OBJECTIVETo study the role of dendritic cells (DCs) in initiating delayed-type hypersensitivity (DTH) to fluorescein isothiocyanate (FITC) after trauma-hemorrhage in mice.

METHODSInbred BALB/c mice (6-8 weeks old, male) were epicutaneously sensitized with FITC 12 hours, 1 day, 2 days, 4 days and 7 days after closed bilateral femur fractures combined with hemorrhage. And 5 days after sensitization, DTH was evaluated by ear swelling after a challenge of FITC. Draining lymph node cells were examined for the percentages of FITC-positive cells, cluster of differentiation (CD)11c-positive cells and major histocompatibility complex II (MHC II)-positive cells by means of flow cytometry. In vitro proliferative responses of syngeneic lymphocytes and in vivo passive transfer of DTH to naive recipients induced by isolated DCs from the draining lymph nodes were determined.

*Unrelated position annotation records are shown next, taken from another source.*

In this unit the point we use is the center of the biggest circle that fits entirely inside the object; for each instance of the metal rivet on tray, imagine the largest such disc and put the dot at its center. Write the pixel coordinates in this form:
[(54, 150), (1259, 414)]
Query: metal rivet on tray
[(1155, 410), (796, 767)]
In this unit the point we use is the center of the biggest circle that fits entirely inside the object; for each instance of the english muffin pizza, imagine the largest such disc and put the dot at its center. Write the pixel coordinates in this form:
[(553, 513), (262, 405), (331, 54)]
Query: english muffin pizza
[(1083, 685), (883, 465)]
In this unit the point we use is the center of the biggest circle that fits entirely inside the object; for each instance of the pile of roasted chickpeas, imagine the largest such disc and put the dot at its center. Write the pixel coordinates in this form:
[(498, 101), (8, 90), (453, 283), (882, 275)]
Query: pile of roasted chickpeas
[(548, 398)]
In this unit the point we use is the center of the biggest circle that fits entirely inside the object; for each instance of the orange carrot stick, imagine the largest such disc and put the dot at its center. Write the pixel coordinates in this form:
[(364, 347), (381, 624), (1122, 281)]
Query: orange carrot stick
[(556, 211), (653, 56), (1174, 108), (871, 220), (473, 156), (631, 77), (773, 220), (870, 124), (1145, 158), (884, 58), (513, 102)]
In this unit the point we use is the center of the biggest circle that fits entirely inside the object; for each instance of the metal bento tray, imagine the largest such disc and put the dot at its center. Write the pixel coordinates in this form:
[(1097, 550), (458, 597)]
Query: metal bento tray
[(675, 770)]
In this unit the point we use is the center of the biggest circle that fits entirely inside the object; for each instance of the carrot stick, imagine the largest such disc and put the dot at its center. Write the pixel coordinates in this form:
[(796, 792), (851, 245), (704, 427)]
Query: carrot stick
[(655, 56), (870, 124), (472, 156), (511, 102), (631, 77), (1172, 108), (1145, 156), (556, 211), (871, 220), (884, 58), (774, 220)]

RESULTSThe time of DTH to FITC decreased more significantly in the mice with trauma-hemorrhage (12 hours to 4 days) than in the mice with sham injury. After sensitization, the relative percentages of FITC+ cells, FITC+/CD11c+ cells and FITC+/CD11c+/MHC II+ cells from the draining lymph nodes were all significantly reduced following injury. And the capacity of DCs from the draining lymph nodes in stimulating proliferative responses of lymphocytes and transferring DTH to naive recipients were also inhibited after injury.

CONCLUSIONSTrauma-hemorrhage induces repressive DTH in mice, which may be attributed, at least partially, to the reduced trafficking of DCs into the draining lymph nodes and insufficient maturation during DC migration.